Aminophenylboronate P6XL
Selective purification of glycosylated antibodies from plasma-derived feedstocks is critical for therapeutic and diagnostic applications. This study demonstrates the use of boronate chromatography to achieve targeted enrichment of glycoproteins through reversible cis-diol binding under alkaline conditions. Mild elution with sorbitol ensures high recovery and preserves antibody functionality. Aminophenylboronate P6XL provides a robust and scalable platform for efficient glycoprotein purification in plasma processing workflows.

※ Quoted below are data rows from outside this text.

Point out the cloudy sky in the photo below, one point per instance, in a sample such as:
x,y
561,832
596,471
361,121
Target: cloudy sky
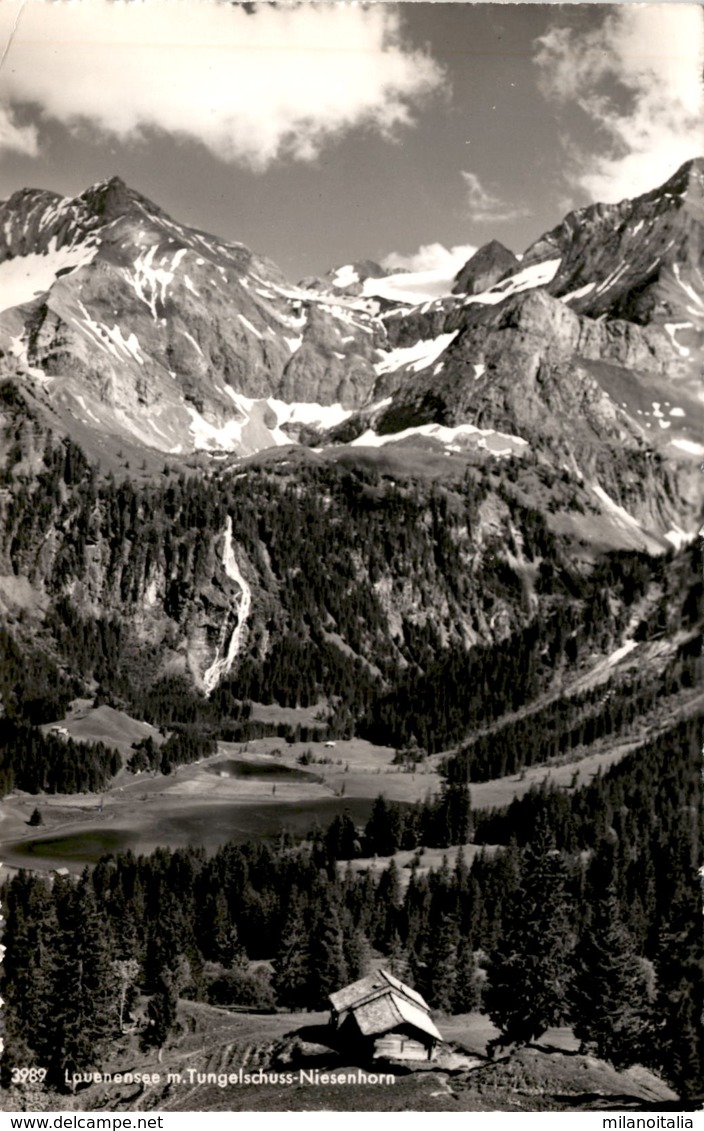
x,y
319,134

The expanding application of glycoproteins, such as immunoglobulin G (IgG), in biopharmaceutical development has driven demand for chromatography methods capable of highly selective purification. Aminophenylboronate chromatography leverages reversible covalent interactions with cis-diol groups present on sugars, enabling both enrichment of glycosylated proteins and removal of diolcontaining impurities under mild conditions.
Aminophenylboronate P6XL is a rigid, highly porous agarosebased resin, functionalized with an aminophenylboronic acid ligand. This configuration allows specific capture of glycoproteins such as IgG, and offers excellent chemical stability, base resistance, and reusability. In this study, Aminophenylboronate P6XL was evaluated for the purification of glycosylated polyclonal IgG, demonstrating effective capture and elution while preserving protein integrity.
Optimization of IgG binding and elution
Purification of glycosylated IgG was performed using a 5.7 mL column packed with Aminophenylboronate P6XL. Binding was conducted in alkaline buffer conditions known to promote boronate-diol complexation, while elution exploited the addition of D-sorbitol, a competitive diol, to disrupt these interactions gently.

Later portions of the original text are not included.